Metabolomik: Hilfreich bei Entwicklung neuer, patientenspezifischer Therapeutika Der Begriff "Metabolom" bezeichnet laut Adamski die Gesamtheit der Stoffwechselprodukte eines Organismus, wobei das Metabolom die Ansammlung von Metaboliten darstellt. Das Metabolom einer Zelle oder eines Organismus ist das Ergebnis seiner Stoffwechselvorgänge und unterliegt einer ständigen Dynamik. Seine Analyse gibt daher direkten Aufschluss darüber, welche Stoffwechselwege zu einem bestimmten Zeitpunkt und unter definierten Bedingungen aktiv sind. Der Vergleich von Analysen zu verschiedenen Zeitpunkten und bei unterschiedlichen Bedingungen zeigt Veränderungen im Organismus auf.

Zwei Methoden - "profiling metabolomics"....
In der Profil-Metabolomik werden Moleküle oder Metabolitenguppen identifiziert, die für einen Prozess charakteristisch oder aussagekräftig (indikativ) sind. "Es handelt sich hier um eine offene Suche nach Unterschieden zwischen einzelnen Stoffwechselzuständen. Diese Methode ist gut geeignet zum Aufspüren potentieller Biomarker, allerdings sind hier weder Quantifizierungen noch Messungen im Hochdurchsatz möglich."
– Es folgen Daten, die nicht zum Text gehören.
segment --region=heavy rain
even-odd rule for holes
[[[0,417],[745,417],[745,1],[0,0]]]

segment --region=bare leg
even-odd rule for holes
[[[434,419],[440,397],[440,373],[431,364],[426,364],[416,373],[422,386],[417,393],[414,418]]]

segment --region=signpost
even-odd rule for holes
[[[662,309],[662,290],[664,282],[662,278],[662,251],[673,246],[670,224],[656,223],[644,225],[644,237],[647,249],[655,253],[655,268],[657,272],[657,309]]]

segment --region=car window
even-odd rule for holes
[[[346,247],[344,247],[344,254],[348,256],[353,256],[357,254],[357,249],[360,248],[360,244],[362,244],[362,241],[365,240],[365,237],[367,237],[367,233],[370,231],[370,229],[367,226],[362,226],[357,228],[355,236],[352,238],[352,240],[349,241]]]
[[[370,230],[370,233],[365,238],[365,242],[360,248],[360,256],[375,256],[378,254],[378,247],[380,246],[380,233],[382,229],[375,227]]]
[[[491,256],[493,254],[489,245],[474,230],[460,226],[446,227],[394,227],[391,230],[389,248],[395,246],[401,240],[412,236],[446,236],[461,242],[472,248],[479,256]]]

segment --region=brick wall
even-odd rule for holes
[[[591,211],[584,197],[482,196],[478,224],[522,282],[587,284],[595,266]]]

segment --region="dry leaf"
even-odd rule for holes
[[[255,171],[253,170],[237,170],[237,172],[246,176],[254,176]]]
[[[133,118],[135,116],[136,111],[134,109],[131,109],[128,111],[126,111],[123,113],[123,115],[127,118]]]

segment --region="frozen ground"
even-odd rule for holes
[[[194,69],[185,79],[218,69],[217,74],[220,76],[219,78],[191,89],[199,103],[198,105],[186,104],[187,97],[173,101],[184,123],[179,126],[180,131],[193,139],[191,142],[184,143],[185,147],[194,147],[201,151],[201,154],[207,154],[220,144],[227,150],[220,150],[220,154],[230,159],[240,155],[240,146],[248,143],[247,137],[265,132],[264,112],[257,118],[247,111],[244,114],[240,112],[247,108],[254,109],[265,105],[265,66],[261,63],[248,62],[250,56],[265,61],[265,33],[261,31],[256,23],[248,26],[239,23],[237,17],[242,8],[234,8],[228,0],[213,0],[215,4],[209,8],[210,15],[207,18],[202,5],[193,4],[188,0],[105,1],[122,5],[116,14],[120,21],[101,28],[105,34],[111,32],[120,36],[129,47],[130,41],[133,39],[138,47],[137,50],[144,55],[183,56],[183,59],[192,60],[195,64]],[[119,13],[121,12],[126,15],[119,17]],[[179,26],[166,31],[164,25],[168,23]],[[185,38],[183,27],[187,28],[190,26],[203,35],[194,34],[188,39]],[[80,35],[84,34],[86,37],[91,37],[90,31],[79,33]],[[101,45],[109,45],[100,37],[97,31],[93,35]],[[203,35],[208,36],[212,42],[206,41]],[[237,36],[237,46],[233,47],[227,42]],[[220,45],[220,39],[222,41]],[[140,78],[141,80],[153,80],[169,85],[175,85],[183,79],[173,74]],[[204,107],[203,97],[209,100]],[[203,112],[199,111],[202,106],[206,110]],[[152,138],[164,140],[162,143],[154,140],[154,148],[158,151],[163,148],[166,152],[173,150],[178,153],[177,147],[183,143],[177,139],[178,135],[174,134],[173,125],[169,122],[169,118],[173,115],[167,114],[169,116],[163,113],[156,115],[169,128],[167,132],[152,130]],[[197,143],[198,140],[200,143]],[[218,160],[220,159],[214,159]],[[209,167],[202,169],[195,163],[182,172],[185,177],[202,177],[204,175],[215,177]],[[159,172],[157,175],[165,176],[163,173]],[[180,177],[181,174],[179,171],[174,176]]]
....und "targeted metabolomics"
Um den Probendurchsatz zu erhöhen, beschränke man sich auf die Erfassung der Massenbereiche für die zuvor ausgewählten Metabolite, erklärte Adamski das Verfahren. In der sogenannten Ziel-Metabolomik ist eine Quantifizierung ausgesuchter Merkmale sowie die unmittelbare Interpretation der Ergebnisse möglich. "Diese Art der Metabolomik ist durchaus für den Einsatz in der klinischen Diagnostik geeignet: Sie können bis zu 300 Metabolite in einem Experiment analysieren lassen...auch die unterschiedlichsten chemischen Klassen wie Aminosäuren, Zucker, Lipide oder Steroide. Und wie in der Genomik sind sie auch hier viel früher am krankhaften Geschehen dran, können beispielsweise Ihre Diabetes-Therapie entsprechend anpassen." Diese "targeted metabolomic" wird laut Adamski bereits in der Diagnostik Neugeborener erfolgreich eingesetzt: Die Analyse eines Tropfens Kapillarblutes zur Erfassung genetischer Erkrankungen als Screening-Verfahren sei hier seit langem Standard.

Doch nicht nur hier kann Metabolomik zum Einsatz kommen: "Denken Sie nur an die Entwicklung neuer Arzneimittel mit den möglichst frühzeitig zu erkennenden unerwünschten Ereignissen - oder an die Ernährungsforschung!

Auch den Einfluss von Alter oder Geschlecht auf den normalen menschlichen Metabolismus kann man mithilfe der Metabolomik definieren - die schon zitierte KORA-Studie ermöglicht uns hier vielfältige Ansatzmöglichkeiten - sowie die Chance, diese dann durch epidemiologische Fragestellungen - wie zum Beispiel nach einer Erstmanifestation eines Diabetes - Jahre später zu verifizieren. Ein ganz großer Vorteil der Metabolomik ist, dass man durch das direkte Abbild biologischer Prozesse sowie der dynamischen Stoffwechselveränderungen ein ganz frühes Stadium des Diabetes diagnostizieren kann; Jahre, bevor es ein Blutzuckertest ans Licht bringen würde. Denn dann ist es für viele Patienten ja fast zu spät, da sich die Folgeschäden nicht mehr aufhalten lassen!" so Adamski abschließend.

 

Quelle: Fachtagung "Innere Medizin - fachübergreifend: Diabetologie grenzenlos." München, 11.-12. Februar 2011.